Cell intrinsic heme synthesis supports glycolysis for activation of naive CD4+ T cell Free

Revealing the mechanism by which naive CD4⁺ (nCD4⁺) T cells are activated is vital to understanding how acquired immunity is orchestrated. Upon the activation of nCD4⁺ T cells, their energy metabolism undergoes a major switch from OXPHOS (oxidative phosphorylation) to glycolysis. However, little is known about whether nutrients actively support this metabolic switch. Interestingly, transferrin receptor 1, a major iron transporter, is significantly induced by the activation, suggesting that iron may play a significant role in this process. However, how iron is utilized intracellularly during their activation, and whether iron metabolism contributes to this metabolic switch, remains largely unknown. Therefore, we hypothesized that heme, one of the major iron metabolites, might play an indispensable role in the activation of nCD4⁺.

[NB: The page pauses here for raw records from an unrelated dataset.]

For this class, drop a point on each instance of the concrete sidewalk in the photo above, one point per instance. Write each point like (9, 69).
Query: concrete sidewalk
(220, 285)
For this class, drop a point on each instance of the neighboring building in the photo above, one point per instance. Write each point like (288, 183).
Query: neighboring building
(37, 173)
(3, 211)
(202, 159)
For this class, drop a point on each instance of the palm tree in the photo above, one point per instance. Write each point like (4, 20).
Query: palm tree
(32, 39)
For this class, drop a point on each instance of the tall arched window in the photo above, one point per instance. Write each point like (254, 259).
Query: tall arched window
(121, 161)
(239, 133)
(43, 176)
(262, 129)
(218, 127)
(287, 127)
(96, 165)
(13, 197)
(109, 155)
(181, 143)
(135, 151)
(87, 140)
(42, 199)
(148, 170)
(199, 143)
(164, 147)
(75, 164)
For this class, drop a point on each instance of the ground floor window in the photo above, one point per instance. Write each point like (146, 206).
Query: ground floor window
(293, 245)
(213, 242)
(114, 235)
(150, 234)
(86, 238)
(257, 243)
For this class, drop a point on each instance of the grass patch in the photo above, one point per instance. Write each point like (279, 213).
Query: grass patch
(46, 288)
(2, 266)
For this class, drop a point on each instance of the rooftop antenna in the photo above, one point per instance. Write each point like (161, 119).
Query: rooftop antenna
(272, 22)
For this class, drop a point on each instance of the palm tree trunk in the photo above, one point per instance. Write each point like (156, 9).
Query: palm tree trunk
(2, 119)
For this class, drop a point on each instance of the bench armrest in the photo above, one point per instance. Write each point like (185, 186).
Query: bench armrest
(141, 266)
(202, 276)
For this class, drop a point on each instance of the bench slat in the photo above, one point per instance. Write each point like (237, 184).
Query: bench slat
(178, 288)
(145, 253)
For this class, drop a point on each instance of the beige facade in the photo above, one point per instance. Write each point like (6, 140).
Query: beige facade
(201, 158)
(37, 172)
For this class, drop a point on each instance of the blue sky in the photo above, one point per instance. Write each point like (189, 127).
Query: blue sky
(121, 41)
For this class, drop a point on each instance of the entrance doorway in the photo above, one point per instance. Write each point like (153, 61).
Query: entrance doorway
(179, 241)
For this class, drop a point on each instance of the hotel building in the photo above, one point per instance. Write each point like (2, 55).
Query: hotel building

To reveal the importance of heme synthesis during the nCD4⁺ T cell activation, we developed a T cell-specific heme synthase-deleted mouse (Coproporphyrinogen oxidase (Cpox) ^f/f: CD4-Cre, hereafter Cpox-KO). Numbers of the splenic nCD4⁺ T cells and effector memory CD4⁺T cells were decreased in Cpox-KO mice compared to control (Cpox^f/f) mice. Since the reduction of effector memory cells was more severe, we hypothesized that the heme synthesis is especially required during the activation of nCD4⁺ cells. In line with this notion, Cpox-KO nCD4⁺ T cells showed poorer proliferation during their activation (CD3/CD28 and IL-2) in vitro compared to control cells. Hemin addition in the culture medium rescued this activation disorder. In addition, this impairment was also validated by in vivo homeostatic lymphoproliferation models in which nCD4⁺ T cells were transferred to sublethally irradiated mice (CD45.1⁺) or Rag2-deficient mice. Therefore, these results indicate that the cell-intrinsic heme synthesis is indispensable for nCD4⁺ T cell activation.

To elucidate the mechanism by which the heme synthesis supports the activation of nCD4⁺ T cells, we performed comprehensive transcriptomic analysis (RNA-seq) of control and Cpox-KO nCD4⁺ T cells with or without activation (day 0, day 2, and day 4). Interestingly, glycolysis-related gene expressions were enhanced through their activation in control cells, while their expressions were not adequately enhanced in Cpox-KO cells. Our extracellular flux analysis revealed that actual glycolysis, which is enhanced during the activation in control cells, was not adequately enhanced in Cpox-KO cells. Strikingly, hemin addition rescued not only key glycolysis-related gene expressions (Slc2a1 and Hk2), but also the actual glycolysis. Therefore, these results indicate that heme synthesis is essential to the proper induction of glycolysis during the nCD4⁺ T cell activation.

To clarify how heme supports the expression of glycolysis-related genes, we examined the upstream factors of glycolysis: mTORC1, STAT5, and HIF1. Among them, only the STAT5 activation was significantly impaired in Cpox-KO cells and rescued by hemin, suggesting that heme might support the STAT5 signaling. Since, heme could regulate gene expressions by destabilizing the repressive transcription factor BACH2 in T cells, we merged our RNA-seq data with previous BACH2 or STAT5 ChIP-seq data, which revealed that Slc2a1 and Hk2 possess their own genomic loci on which BACH2 and STAT5 were commonly enriched. In addition, we identified several T cell activation-related genes, such as Tnfrsf8 and Il2rb, whose expression could be controlled by BACH2 and STAT5 at the same genomic loci and was repressed in Cpox-KO cells. Therefore, STAT5 and BACH2 may work competitively on their common target genes, and heme supports STAT5 signaling by inhibiting BACH2.

Finally, to determine whether heme synthesis inhibition has a potency of clinical application, we took advantage of the CD4⁺T cell-derived graft versus host disease (GVHD) model. Cpox-KO nCD4⁺ T cell transplanted mice showed better GVHD score and overall survival compared to control cell transplanted mice. Pathological assessment revealed less infiltration of inflammatory cells in the colon and liver.

Collectively, we revealed that the cell-intrinsic heme synthesis supports glycolysis for the activation of nCD4⁺ T cells. This finding will pave the way for a deeper understanding of T cell biology and the development of novel therapies for T cell-related disorders.